Neutral theory predicts that the ω value is higher in species with small effective population sizes (Ne), like cetaceans. To test whether the selective signs we identified in the three genes (APAF1, CASP8, TP73) of long-lived cetaceans were due to a low Ne, we used branch-site and free ratio models implemented in PAML4.9 to evaluate the ω value in each lineage across 17 non-cetacean mammals. Two genes were also identified to be under positive selection in other long-lived mammals: the ancestral branch of primatesfor CASP8 and TP73, and TP73 in the terminal branch of Brandt's bat (Myotis brandtii). The results suggest that positively selected genes were not identified in the long-lived cetaceans due to a low Ne (Table S6).
Gene-phenotype evolution
The phylogenetic generalized least squares (PGLS) regressions were performed between the evolutionary rate of each orthologous gene (represented by root-to-tip ω) and three lifespan-associated traits (MLS, BM, and LQ).
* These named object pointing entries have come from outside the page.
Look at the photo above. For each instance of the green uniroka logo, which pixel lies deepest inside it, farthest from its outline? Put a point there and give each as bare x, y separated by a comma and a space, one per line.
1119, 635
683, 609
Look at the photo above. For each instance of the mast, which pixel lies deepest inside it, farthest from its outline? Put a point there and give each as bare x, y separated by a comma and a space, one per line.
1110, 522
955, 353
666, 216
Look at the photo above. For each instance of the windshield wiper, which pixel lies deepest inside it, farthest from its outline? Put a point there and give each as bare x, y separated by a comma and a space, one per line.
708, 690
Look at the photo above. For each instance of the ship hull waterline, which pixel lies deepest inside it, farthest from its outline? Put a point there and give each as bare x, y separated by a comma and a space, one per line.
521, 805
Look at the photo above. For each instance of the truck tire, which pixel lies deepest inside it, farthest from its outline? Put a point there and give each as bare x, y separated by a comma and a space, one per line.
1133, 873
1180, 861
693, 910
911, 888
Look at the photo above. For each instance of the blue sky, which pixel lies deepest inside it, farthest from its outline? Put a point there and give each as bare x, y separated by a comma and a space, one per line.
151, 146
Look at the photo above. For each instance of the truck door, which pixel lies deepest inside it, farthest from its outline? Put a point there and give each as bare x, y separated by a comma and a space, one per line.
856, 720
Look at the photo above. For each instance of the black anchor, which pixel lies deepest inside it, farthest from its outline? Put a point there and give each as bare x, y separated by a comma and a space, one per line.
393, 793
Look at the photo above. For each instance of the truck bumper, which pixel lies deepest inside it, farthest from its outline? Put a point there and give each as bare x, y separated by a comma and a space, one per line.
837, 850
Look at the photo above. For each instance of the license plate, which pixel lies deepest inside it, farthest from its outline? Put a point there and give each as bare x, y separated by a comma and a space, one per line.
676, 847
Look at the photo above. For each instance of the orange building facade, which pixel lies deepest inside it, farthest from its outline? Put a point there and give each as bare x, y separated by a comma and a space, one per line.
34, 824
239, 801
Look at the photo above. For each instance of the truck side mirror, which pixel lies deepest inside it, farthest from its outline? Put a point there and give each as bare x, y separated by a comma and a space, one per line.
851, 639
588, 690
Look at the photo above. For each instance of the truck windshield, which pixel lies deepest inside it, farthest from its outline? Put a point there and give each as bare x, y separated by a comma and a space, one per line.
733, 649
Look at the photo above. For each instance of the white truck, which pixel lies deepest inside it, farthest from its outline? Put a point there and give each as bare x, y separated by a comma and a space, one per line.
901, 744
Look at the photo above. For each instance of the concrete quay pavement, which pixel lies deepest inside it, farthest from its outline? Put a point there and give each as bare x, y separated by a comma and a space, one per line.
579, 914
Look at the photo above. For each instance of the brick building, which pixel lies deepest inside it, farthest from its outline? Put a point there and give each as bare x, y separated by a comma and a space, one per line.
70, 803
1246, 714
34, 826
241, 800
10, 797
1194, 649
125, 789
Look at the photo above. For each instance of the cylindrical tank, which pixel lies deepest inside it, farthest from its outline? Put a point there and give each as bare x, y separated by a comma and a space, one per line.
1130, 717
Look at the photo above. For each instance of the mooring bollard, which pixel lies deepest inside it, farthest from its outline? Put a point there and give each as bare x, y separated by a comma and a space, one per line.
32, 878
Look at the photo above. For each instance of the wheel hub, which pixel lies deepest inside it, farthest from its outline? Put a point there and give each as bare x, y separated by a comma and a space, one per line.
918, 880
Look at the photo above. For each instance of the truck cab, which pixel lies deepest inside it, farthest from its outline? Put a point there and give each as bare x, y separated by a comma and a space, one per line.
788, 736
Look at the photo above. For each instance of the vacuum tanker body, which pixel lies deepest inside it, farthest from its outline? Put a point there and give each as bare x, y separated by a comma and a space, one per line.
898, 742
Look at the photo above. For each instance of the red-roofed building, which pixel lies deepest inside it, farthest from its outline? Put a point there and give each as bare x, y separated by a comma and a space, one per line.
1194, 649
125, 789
Regression analyses revealed that the evolutionary rates of the two genes were significantly positively correlated with LQ: CD82 (R2 = 0.392, P = 0.004) and SERPINE1 (R2 = 0.343, P = 0.010, Figure 3). For MLS, a positive association between log10 (root-to-tip ω) and log10 (MLS) was identified at TSC2 (R2 = 0.364, P = 0.008). Moreover, the TP73 evolution rate was positively related to BM (R2 = 0.226, P = 0.031, Figure 3).